Mungkin kami datang di musim yang salah, ombak lumayan besar, hingga akhirnya kami harus mencari sebuah pulau untuk tempat kami mendirikan tenda dan bermalam, atas usul bapak yang punya kapal kami akan merapat ke dermaga pulau Bulat, menurut keterangan si bapak penjaga pulau, pulau ini dulunya tempat peristirahatan keluarga Cendana, “dulu mbak Tutut sering kesini mas” tutur si bapak penjaga pulau yang sudah mulai renta. Namun melihat kondisi pulau nya seperti sudah lama tidak terawat, dermaga nya juga sudah mulai rapuh bahkan sebagian sudah hancur di terjang ganasnya ombak yang menghempas.

Hiraukan yang di belakang saya
Hiraukan yang di belakang saya

Pagi menjelang, namun melihat kearah langit yang begitu kelam membuat saya sedikit khawatir, namun tawa-tawa ceria dari sahabat-sahabat saya pagi itu sambil berenang-renang di salah satu sisi pulau membuatku merasa tenang kembali, dan segera menceburkan diri bergabung dengan mereka, acara foto-foto ceria pun usai sudah ketika kami melihat perahu yang menjemput kami sudah datang, kami pun bergegas kembali ke tenda untuk membongkarnya dan mempersiapkan semuanya, namun hujan pun turun hingga kami semua harus basah kuyup, tapi seru sekali, semua bekerja sama bahu membahu untuk menyelesaikan semuanya.

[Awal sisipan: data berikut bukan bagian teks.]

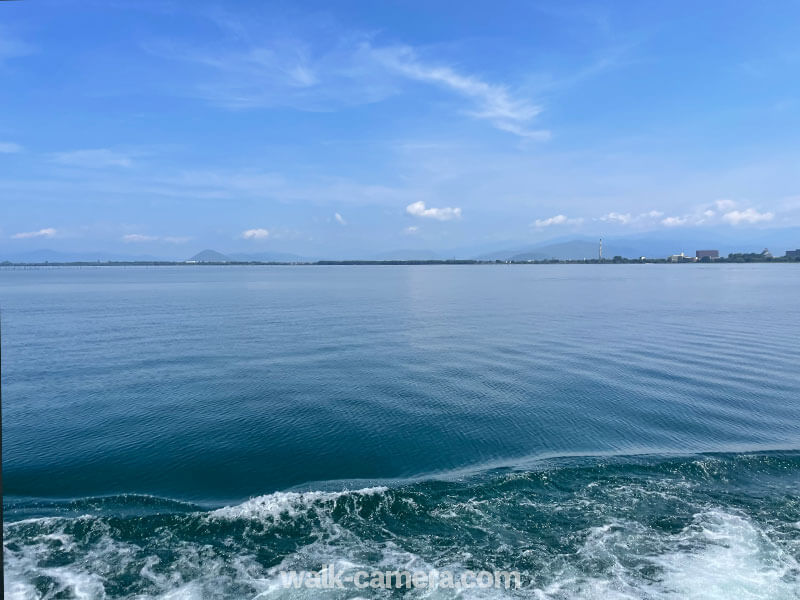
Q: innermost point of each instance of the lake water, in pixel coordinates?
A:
(610, 431)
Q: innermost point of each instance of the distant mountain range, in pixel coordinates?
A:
(656, 244)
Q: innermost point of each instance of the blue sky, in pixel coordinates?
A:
(343, 129)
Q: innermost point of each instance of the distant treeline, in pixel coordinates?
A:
(731, 258)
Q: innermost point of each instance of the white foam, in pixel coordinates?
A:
(287, 503)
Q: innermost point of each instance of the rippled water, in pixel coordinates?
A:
(610, 431)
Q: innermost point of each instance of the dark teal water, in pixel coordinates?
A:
(611, 431)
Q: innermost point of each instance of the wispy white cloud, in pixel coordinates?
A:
(493, 102)
(9, 148)
(139, 237)
(620, 218)
(748, 215)
(674, 221)
(255, 234)
(98, 158)
(418, 209)
(556, 220)
(253, 70)
(45, 233)
(11, 47)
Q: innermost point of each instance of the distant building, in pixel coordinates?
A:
(681, 258)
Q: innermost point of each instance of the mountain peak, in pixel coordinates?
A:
(210, 256)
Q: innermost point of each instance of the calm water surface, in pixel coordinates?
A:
(621, 431)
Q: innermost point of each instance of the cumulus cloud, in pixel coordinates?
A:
(98, 158)
(47, 232)
(255, 234)
(724, 204)
(418, 209)
(9, 148)
(556, 220)
(749, 215)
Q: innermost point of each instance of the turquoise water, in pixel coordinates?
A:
(610, 431)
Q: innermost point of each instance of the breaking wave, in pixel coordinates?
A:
(712, 526)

Lambaian bapak penjaga pulau kearah perahu kami yang mulai menjauh dari dermaga pulau indah itu seolah mengucapkan selamat tinggal ke kami, bahkan salah satu penjaga pulau renta itu sempat cerita kepada saya, “jika musim badai kami juga makan seadanya mas”, semoga Tuhan senantiasa menjaga bapak-bapak penjaga pulau itu.

Kami pun merapat ke pulau kayu angin bira untuk menikmati keindahan pulau ini, sungguh indah menurut saya, namun cuaca mendung kurang mendukung untuk melancarkan hobi memotret saya, dan si Keni (kamera canon butut) saya juga seolah enggan untuk keluar dari dalam tas kamera saya yang sudah mulai using dan rapuh, tapi saya tidak akan bisa berbagi dengan teman-teman jika tidak ada satupun dokumentas di pulau ini, si Keni pun saya paksa untuk berkeliling pulau, hanya sedikit yang bisa saya abadikan, setelah melihat jam kami pun bergegas untuk kembali ke kapal karena harus mengikuti jadwal kapal regular dari pulau kelapa ke pelabuhan Muara angke. Dan tepat pukul 16.00 WIb kami pun merapat di daratan Jawa, hingga akhirnya kami harus berpisah sekaligus berakhirlah petualangan kecil ini.

Terimakasih sahabat-sahabat ku, Terima kasih Tuhan atas nikmat karunia keindahan negeriku ini, dari kami yang selalu rindu pantai dan laut-Mu.